I met Jennie Grimes at the recent Living Beyond Breast Cancer conference. She was also asked to join the advocacy group and was instrumental in creating our "die-in." And Jennie and I have in common our work with the HIV/AIDS communities.
Do you remember the sit-ins of the 1960's and earlier? Mahatma Gandhi, India's great leader, created this non-violent form of protest. Encyclopedia Brittanica writes:
Sit-in, a tactic of nonviolent civil disobedience. The demonstrators enter a business or a public place and remain seated until forcibly evicted or until their grievances are answered. Attempts to terminate the essentially passive sit-in often appear brutal, thus arousing sympathy for the demonstrators among moderates and noninvolved individuals. Following Mahatma Gandhi’s teaching, Indians employed the sit-in to great advantage during their struggle for independence from the British. Later, the sit-in was adopted as a major tactic in the civil-rightsstruggle of American blacks; the first prominent sit-in occurred at a Greensboro(North Carolina) lunch counter in 1960. Student activists adopted the tactic later in the decade in demonstrations against the Vietnam War.

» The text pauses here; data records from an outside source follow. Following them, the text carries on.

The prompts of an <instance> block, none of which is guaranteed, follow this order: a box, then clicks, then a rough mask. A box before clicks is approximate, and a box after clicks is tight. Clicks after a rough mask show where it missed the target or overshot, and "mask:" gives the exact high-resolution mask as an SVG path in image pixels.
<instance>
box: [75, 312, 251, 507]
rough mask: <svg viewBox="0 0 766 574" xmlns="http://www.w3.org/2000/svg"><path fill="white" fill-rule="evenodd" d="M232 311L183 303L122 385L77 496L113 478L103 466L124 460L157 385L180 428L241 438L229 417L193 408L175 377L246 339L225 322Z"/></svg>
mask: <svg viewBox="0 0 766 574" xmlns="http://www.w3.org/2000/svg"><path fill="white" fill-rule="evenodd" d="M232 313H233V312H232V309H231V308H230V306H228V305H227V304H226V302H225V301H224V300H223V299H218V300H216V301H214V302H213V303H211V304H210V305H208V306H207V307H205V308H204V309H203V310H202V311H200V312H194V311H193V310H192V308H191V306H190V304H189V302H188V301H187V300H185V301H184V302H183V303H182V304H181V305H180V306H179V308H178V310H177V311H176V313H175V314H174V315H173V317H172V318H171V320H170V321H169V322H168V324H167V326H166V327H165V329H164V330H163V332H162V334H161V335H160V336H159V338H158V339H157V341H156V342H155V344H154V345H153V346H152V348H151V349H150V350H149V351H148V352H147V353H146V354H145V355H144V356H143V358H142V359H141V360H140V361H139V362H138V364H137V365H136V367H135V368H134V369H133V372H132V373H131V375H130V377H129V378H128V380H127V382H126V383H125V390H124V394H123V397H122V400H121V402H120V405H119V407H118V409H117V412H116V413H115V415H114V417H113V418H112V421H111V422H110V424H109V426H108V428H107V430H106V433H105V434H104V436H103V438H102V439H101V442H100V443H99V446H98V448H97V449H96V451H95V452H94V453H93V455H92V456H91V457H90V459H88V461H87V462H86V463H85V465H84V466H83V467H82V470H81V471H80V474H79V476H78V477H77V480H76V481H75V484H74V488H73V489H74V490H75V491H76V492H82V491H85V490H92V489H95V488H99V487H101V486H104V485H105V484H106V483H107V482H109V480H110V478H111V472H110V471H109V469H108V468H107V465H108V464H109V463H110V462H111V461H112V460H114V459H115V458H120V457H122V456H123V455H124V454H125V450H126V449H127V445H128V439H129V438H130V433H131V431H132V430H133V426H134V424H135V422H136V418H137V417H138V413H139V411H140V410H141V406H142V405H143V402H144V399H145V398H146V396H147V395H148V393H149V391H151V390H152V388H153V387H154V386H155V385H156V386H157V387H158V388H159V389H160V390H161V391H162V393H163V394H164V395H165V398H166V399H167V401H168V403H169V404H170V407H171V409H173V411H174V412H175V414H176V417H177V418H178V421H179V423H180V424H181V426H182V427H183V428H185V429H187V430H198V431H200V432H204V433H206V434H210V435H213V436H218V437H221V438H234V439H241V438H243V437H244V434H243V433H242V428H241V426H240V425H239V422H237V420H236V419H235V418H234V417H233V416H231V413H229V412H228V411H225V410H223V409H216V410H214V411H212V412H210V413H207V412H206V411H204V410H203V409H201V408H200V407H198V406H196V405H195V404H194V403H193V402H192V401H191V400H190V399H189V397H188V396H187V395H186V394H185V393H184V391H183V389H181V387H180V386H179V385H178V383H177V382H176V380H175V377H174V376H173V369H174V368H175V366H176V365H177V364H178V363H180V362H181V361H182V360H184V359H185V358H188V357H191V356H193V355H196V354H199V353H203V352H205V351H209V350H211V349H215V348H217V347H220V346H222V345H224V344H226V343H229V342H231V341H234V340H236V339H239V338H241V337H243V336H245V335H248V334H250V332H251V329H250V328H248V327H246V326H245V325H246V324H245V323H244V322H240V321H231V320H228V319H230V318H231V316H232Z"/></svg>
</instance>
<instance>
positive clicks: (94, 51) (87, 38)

A tactic similar to the sit-in, the sit-down, has been used by unions to occupy plants of companies that were being struck. The sit-down was first used on a large scale in the United States during the United Automobile Workers’ strike against the General Motors Corporation in 1937. See also civil disobedience.
Jennie gave her permission for me to share her blog post about our "die-in." As we arranged ourselves to form two lines, she snuggled in next to me, took my hand, and with my roommate holding my other hand, we, for that moment, represented the 108 Americans who would die of metastatic breast cancer that day and every day.